This is a comment on Linda Dove’s talk Our Branching Tree: Part 1: UU Roots.
From Susan Miller
I was fascinated by your history of early UUs. I'd first heard of Arrius and Arrian churches on a 2018 visit to Austria, where I had spent the summer of '62 on an exchange program. I was back in 2018, one of many re-visits to my Austrian family and village and old boy friend and his family. On that visit, the old boyfriend and his wife and his visiting son and family took me up into the mountains between Austria and Slovenia.
In The Valley, there's a recently opened museum of old Roman artifacts dating to when The Valley town was a Roman camp. They had brought me to this area on an earlier visit, around 2013 or so. At that time, the reason for visiting it was an ancient pagan spring high up on the mountain, which had been later revered by Catholics in medieval times. On this visit, I believe on a different area on that same mountain, we visited the excavated foundations of both Roman Catholic Churches and Arrian churches (the latter identified partially because they had no baptistery.) These foundations date back to late 400s-early 500s.
It wasn't easy to distinguish the Arrian from the Catholic churches, except that there were no baptistries in the Arrian ones. I am assuming the one above was Catholic And assuming these below were Arrian. The churches I am assuming were Catholic had rounded walls on one end--perhaps the baptistery? Or the altar area.

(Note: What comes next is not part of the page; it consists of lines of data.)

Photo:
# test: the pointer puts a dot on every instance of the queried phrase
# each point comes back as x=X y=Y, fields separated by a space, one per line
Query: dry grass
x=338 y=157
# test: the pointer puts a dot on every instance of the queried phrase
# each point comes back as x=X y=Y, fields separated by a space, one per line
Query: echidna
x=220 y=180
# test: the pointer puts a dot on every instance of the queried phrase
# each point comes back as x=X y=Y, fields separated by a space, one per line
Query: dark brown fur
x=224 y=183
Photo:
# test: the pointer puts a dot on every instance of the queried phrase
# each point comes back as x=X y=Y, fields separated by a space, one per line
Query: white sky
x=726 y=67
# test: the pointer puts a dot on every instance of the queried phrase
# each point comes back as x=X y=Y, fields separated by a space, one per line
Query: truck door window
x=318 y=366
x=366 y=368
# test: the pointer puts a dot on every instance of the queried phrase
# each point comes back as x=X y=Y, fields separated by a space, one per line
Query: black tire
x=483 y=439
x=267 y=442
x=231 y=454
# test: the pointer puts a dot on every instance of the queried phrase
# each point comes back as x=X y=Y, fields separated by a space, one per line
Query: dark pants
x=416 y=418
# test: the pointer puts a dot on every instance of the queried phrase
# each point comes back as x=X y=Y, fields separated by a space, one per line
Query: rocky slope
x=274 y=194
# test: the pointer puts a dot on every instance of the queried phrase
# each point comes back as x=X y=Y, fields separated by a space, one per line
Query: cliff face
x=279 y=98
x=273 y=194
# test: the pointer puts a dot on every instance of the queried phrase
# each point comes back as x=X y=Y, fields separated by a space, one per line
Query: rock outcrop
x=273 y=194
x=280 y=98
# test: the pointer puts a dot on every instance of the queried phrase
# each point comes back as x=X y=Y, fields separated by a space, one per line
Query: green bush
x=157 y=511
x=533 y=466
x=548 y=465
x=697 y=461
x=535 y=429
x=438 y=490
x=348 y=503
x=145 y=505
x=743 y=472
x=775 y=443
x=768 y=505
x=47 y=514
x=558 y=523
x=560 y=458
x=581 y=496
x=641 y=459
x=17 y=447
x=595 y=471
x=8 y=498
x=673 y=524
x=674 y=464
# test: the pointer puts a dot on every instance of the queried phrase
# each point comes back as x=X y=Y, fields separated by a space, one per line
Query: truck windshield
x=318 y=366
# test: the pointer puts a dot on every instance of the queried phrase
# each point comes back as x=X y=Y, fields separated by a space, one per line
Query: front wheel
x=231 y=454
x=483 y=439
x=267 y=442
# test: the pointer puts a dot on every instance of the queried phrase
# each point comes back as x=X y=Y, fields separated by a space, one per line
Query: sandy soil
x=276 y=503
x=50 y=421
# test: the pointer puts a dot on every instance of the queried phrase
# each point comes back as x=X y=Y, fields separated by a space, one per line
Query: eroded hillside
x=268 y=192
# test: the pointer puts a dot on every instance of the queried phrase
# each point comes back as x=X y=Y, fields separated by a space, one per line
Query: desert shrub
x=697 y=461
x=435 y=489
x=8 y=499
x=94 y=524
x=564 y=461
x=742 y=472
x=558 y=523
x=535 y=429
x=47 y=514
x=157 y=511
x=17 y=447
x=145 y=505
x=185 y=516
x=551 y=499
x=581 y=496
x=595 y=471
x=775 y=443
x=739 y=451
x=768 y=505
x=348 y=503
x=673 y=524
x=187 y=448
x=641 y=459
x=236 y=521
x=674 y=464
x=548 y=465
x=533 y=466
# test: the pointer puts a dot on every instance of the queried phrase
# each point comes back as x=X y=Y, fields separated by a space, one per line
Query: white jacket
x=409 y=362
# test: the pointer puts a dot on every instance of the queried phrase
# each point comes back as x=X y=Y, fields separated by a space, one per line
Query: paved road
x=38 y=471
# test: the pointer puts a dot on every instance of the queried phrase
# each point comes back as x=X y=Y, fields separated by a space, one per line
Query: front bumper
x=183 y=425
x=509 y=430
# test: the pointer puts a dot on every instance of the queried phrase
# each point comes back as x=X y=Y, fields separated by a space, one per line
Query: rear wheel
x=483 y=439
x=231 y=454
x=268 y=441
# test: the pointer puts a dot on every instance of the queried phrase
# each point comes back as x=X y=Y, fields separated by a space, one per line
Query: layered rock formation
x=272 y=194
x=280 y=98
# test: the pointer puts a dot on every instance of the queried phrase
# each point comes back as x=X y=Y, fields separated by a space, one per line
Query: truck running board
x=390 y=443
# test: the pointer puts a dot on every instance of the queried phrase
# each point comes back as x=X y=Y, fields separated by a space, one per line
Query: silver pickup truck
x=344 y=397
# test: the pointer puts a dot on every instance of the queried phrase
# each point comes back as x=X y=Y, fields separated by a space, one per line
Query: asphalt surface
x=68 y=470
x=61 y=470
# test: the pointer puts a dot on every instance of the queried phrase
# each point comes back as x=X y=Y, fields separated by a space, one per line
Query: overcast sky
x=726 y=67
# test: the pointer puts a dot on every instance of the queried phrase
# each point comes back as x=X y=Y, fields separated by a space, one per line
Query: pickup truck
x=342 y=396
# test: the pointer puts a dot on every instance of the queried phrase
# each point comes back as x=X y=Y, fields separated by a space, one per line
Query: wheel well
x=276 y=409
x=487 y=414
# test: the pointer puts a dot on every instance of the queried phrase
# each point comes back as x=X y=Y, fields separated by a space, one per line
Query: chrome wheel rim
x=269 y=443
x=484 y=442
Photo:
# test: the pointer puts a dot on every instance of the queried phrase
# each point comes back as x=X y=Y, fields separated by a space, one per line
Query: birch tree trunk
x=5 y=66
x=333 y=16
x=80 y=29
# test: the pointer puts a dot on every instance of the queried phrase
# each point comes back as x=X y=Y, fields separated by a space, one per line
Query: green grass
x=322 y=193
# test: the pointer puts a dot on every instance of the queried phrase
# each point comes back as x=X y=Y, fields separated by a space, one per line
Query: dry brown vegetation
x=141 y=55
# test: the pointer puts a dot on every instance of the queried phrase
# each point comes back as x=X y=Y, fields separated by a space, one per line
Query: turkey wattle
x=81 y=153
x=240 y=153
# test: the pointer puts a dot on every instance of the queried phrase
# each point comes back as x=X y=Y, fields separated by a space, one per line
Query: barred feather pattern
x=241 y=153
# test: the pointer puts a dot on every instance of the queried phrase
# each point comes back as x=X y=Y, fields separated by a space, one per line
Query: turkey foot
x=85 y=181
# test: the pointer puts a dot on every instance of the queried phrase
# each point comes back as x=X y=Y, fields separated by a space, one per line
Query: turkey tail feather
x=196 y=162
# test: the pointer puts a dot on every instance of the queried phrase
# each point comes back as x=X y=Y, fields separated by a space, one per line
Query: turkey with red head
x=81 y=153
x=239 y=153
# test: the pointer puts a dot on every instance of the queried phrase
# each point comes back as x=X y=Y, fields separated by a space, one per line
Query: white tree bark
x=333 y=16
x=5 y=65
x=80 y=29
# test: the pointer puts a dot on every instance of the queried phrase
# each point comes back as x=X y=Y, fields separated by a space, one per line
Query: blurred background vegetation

In the village below this hilltop site, was a new museum (I'd been here maybe 5 or so years before, and none of this was available at that time), showing how the area would have looked with the entire buildings. Unfortunately, there were no guides at the site, nor anyone at the museum prepared to answer questions about this particular exhibit. I think these buildings represent the foundations in the photographs, those with the circular areas being the Catholic Churches, and the one on the right being the Arrian "double church" with foundations laid end to end.